An elephant's trunk is actually a long nose used for smelling, breathing, trumpeting, drinking, and also for grabbing things—especially a potential meal. The trunk alone contains about 100,000 different muscles. African elephants have two fingerlike features on the end of their trunk that they can use to grab small items. (Asian elephants have one.)
Both male and female African elephants have tusks they use to dig for food and water and strip bark from trees. Males use the tusks to battle one another, but the ivory has also attracted violence of a far more dangerous sort.
Because ivory is so valuable to some humans, many elephants have been killed for their tusks. This trade is illegal today, but it has not been completely eliminated, and some African elephant populations remain endangered.
Diet
Elephants eat roots, grasses, fruit, and bark, and they eat a lot of these things. An adult elephant can consume up to 300 pounds of food in a single day.
These hungry animals do not sleep much, and they roam over great distances while foraging for the large quantities of food that they require to sustain their massive bodies.
Herds and Habitat
Female elephants (cows) live in family herds with their young, but adult males (bulls) tend to roam on their own.
Having a baby elephant is a serious commitment. Elephants have a longer pregnancy than any other mammal—almost 22 months. Cows usually give birth to one calf every two to four years. At birth, elephants already weigh some 200 pounds and stand about 3 feet tall.

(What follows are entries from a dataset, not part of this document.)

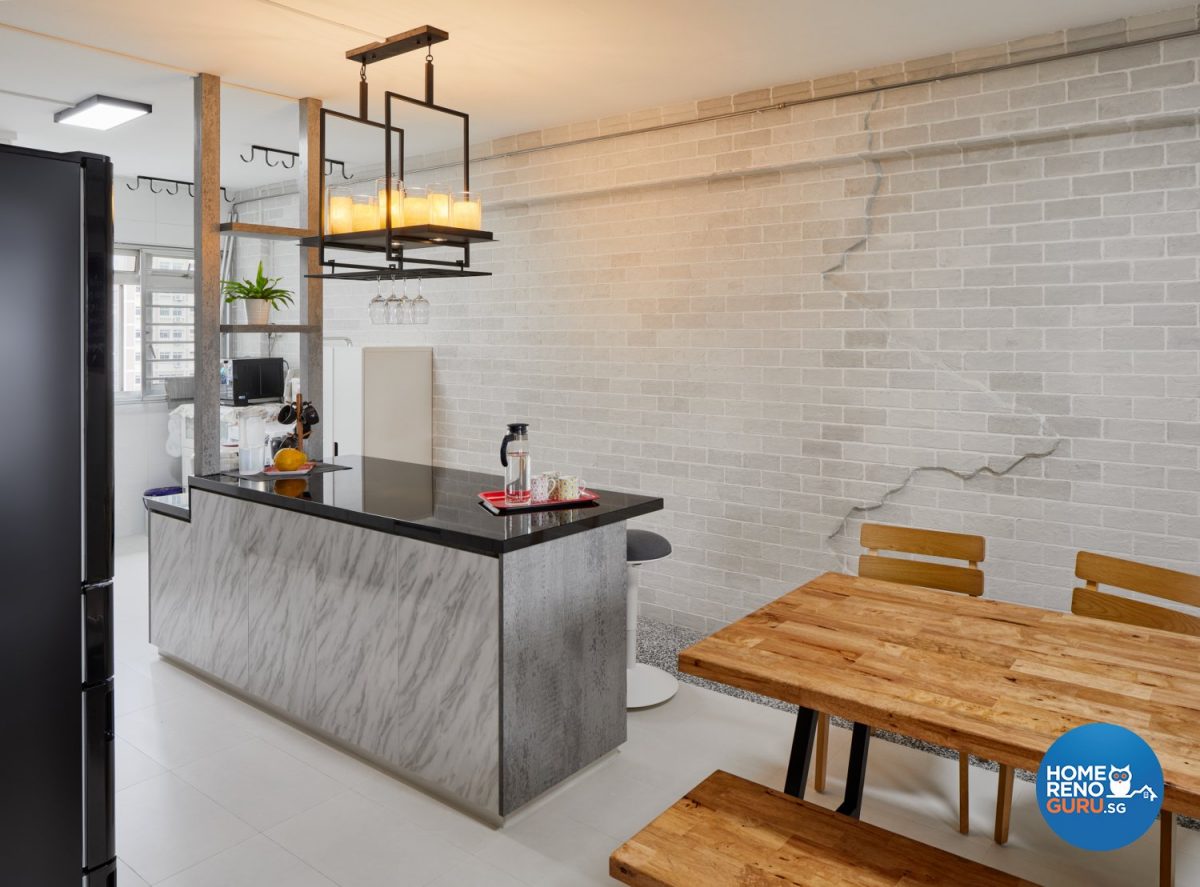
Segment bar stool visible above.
[625,529,679,708]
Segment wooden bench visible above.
[608,771,1032,887]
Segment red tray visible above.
[479,490,600,515]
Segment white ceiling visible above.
[0,0,1180,187]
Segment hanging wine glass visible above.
[388,277,401,323]
[400,277,413,324]
[413,278,430,323]
[367,277,388,324]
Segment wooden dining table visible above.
[679,573,1200,885]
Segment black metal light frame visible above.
[302,25,493,280]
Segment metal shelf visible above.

African elephants, unlike their Asian relatives, are not easily domesticated. They range throughout sub-Saharan Africa and the rain forests of central and West Africa. The continent’s northernmost elephants are found in Mali’s Sahel desert. The small, nomadic herd of Mali elephants migrates in a circular route through the desert in search of water.
DID YOU KNOW?
Elephants can recognize themselves—something very few animals are known to do.
WATCH: WILD ELEPHANTS “MOURN” THEIR DEADAfter the death of their matriarch, wild elephants in northern Kenya continue to visit her remains and display unique behaviours seen only in their species.
These photos were taken by Alvin YR photographers. Join now to share your images, take part in story assignments, and get helpful feedback.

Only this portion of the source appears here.